Food & Drink Museum-quality meatloaf

Museum of New Mexico’s cookbook offers fine art & home cooking

Hardback and covered in a lush still life — an imperfect apple appears to have rolled to a rest on a rustic yellow plate — the Museum of New Mexico’s new coffee -table cookbook, Santa Fe Kitchens: Delicious Recipes from the Southwest, seems to promise fine art and culinary masterpieces. Cracking it open, one discovers a cookbook that is more ladies literary-club annual than gourmet, though not as kitschy as some of that genre, offering what is essentially rarefied home cooking.

Santa Fe Kitchens
The Museum of New Mexico Foundation

Ancient City Press
$24.95, 247 pages

Is there such a thing as too much white space? In Santa Fe Kitchens the recipes, printed two or three to a page and capped with a thin, loopy font, swim in a lonely white sea. Although this keeps the printed pages from competing with the art, those without art seem to demand an anchor. Yet, for all the space it is given, the art seems an afterthought, too. Individually lovely pieces — from Rebecca Salisbury James’s painting “Earth and Water” to the Tinsley’s vibrantly tiled kitchen to a Nigerian folk-dance costume to a historic 1914 photo of a Santa Fe plaza — are sometimes placed awkwardly and fail to tell a story or form a cohesive whole.

The good news is that the recipes, contributed by friends and patrons of the museum and some of Santa Fe’s finest chefs, are also diverse, ranging from Moroccan Kefta Tagine to meatloaf.

I tried Jinja Asia Café’s My Favorite Meatloaf, a spicy concoction of pork and beef hand-formed into individual loaves and slathered in barbecue sauce.
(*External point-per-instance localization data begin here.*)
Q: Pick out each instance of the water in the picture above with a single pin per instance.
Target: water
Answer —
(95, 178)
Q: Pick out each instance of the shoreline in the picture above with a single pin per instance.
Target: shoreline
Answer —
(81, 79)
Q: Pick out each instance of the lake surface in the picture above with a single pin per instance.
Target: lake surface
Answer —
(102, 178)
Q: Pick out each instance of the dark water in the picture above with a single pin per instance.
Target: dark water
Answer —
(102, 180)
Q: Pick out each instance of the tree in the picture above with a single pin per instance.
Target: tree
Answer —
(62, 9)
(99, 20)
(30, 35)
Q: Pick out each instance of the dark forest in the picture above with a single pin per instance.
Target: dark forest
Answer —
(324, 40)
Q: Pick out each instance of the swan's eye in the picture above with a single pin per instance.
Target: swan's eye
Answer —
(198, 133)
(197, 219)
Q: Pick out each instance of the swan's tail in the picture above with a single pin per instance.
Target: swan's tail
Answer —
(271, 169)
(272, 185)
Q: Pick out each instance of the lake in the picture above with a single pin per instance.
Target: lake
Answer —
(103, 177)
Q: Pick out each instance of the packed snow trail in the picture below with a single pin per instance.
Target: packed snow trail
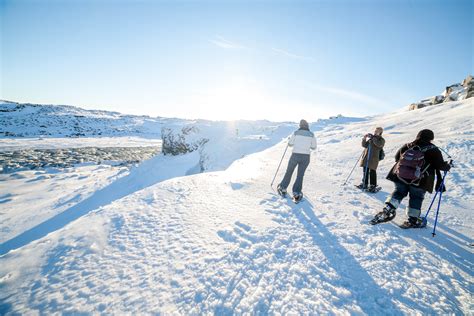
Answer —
(224, 243)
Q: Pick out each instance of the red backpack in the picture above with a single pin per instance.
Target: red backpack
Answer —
(411, 166)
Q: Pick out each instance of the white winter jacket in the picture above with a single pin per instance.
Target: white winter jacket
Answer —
(302, 141)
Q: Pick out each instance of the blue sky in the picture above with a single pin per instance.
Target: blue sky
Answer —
(277, 60)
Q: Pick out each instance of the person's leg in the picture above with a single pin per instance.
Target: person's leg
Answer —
(373, 177)
(401, 191)
(292, 163)
(365, 179)
(416, 200)
(303, 162)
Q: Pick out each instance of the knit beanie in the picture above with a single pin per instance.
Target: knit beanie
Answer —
(304, 124)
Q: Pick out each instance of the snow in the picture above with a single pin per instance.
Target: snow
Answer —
(161, 238)
(10, 144)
The recipe includes bread crumbs soaked in half ’n’ half, which makes the meatloaf tender and delicate, almost dumpling-like.

That may have been the basis of a dining companion’s comment that she thought she tasted sweet potato, or she may have been reacting to the cumin and nutmeg, which give the meatloaf a sweet-savory flavor reminiscent of Mediterranean food. There’s still a definite Southwest twang, however, courtesy of three peppers — white, black, and cayenne — and the barbecue sauce. Leslie Allin, the owner and chef of Jinja Asia Café, suggests using your favorite sauce; I chose D.L. Jardine’s mesquite barbecue sauce, which is mildly hot and slightly sweet and complemented the nutmeg.

As he polished off a second loaf, another dining companion said the meatloaf was hands-down the best he’d ever eaten: “It tastes nothing like my mom’s.”